Most homeless people cannot be “helped”, in the sense of making them re-join and become productive members of society. To give each one of them therapy, (productive) adult skills, rehab, and a sense of community would cost many billions of dollars[3]
Even if this sum was spent, there is no guarantee they believe they deserve it, or the life-coaching will even stick.
So the palliative care that society does give (overnight housing, public washrooms, soup kitchens, free clothes and supplies), is about the best we can do at a community level. There is no one weird trick that will make this all go away. The most effective thing we can do at a societal level is to help the next generation of children that are at risk, and try to stop the cycle from continuing.
Solutions at the Individual Level:
Mark’s words during his two interviews struck me, because it mirrored my own experiences. At one time, I lived in poor and precarious areas of a large city. I lived in a slummy apartment with room-mates and borderline homeless neighbours for a decade.
I saw all sorts of semi-homeless people and Precariats living on the fringes of society, in my time living there. I myself, was a Precariat for a long time. In my time living there, as I developed enough self-worth and stability to move to the next stage of my life, and along the way I made my own painful realisations:
The people around me simply won’t change until they have lost enough (like I did). Some will lose everything and still not want to change.
All the time I spent listening to them, giving them advice and trying to help them effectively amounted to nothing.
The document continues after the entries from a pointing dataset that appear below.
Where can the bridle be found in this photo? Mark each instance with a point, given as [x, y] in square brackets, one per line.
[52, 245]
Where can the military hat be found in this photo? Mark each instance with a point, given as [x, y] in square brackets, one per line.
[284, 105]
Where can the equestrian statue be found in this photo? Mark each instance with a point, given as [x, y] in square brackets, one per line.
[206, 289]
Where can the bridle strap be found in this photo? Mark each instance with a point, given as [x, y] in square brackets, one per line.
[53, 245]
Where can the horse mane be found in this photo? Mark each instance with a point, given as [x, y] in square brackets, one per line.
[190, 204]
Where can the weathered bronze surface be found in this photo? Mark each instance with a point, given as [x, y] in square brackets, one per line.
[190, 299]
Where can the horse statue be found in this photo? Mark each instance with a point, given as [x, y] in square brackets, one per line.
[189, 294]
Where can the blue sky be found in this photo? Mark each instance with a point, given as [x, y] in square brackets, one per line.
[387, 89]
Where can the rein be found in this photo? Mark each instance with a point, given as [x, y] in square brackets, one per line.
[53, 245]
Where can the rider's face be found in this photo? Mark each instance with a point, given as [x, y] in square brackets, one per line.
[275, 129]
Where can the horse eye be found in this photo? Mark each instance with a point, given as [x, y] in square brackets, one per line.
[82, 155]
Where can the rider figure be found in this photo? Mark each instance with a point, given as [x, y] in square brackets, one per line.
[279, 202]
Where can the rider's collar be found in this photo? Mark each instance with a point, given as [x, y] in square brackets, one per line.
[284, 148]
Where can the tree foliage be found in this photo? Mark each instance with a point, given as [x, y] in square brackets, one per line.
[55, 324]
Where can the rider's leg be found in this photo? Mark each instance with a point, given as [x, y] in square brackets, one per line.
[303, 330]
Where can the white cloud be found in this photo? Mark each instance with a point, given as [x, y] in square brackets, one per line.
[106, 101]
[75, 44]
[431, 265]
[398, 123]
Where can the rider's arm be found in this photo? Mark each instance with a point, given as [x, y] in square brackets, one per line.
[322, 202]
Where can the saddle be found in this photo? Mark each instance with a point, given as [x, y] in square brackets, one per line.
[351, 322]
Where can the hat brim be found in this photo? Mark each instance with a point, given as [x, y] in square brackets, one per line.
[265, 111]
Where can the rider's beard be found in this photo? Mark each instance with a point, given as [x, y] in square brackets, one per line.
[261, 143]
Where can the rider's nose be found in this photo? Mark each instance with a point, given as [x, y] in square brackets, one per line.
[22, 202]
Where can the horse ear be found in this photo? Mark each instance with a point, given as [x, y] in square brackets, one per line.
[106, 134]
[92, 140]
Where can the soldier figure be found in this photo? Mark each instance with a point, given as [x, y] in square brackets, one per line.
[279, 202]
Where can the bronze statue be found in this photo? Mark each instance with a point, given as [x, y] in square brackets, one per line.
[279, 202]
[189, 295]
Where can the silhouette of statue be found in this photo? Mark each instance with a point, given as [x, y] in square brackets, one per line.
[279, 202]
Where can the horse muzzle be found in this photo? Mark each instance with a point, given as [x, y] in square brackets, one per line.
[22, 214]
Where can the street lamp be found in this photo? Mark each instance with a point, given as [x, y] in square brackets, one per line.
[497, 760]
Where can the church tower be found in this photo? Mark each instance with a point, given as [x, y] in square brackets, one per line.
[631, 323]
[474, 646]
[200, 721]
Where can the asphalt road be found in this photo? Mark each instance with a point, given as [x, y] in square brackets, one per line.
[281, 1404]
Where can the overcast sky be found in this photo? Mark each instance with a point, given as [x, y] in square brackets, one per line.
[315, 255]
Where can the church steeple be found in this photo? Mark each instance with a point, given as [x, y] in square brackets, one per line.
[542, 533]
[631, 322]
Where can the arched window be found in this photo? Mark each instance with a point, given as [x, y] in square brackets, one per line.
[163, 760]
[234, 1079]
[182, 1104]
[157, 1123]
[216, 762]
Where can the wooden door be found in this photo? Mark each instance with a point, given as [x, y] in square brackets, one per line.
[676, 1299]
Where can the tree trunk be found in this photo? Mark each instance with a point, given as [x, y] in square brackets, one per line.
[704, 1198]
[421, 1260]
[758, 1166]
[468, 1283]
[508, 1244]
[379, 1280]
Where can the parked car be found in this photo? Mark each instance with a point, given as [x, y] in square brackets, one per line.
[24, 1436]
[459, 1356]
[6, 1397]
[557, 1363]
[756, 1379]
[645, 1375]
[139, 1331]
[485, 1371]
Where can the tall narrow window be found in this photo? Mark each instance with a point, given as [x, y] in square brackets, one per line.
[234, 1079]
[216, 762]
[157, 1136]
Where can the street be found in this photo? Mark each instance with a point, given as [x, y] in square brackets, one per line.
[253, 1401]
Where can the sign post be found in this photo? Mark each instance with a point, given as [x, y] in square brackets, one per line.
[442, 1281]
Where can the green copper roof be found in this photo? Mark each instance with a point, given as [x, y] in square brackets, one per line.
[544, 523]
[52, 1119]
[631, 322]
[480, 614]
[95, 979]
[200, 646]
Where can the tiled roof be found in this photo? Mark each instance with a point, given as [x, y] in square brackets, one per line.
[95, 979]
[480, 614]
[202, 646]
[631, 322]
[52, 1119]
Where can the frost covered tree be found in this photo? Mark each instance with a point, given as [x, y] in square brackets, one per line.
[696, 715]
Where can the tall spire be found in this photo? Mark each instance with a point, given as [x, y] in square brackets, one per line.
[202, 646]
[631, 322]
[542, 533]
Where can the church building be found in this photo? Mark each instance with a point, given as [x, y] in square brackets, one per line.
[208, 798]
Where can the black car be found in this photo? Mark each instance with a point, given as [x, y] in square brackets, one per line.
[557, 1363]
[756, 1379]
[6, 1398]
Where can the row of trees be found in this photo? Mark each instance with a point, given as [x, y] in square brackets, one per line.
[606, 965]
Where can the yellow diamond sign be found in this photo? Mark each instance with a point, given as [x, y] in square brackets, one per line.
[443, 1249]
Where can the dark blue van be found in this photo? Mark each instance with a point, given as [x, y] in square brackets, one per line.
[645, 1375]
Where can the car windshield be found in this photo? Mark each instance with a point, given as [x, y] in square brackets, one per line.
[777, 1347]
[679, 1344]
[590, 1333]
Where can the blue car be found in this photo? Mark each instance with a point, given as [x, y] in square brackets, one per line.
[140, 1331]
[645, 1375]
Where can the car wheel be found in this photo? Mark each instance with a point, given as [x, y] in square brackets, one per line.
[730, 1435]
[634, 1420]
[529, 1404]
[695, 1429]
While this was going on, the homeless was ever present in my city. There were too many people to help, and I could barely take care of myself for most of the time. Like many people in the city, I became overwhelmed and numb to their plight. However, I at least developed the following rule to help a few of them:
Help the ones that look like they want to live, and still have the drive to escape.
Even-though Mark’s conclusion is damning, there are still homeless people out there that have enough life and self-worth left inside them to want to change and come back to society.
Regardless of ones socioeconomic status, these are the ones that - we as individuals - should first help out.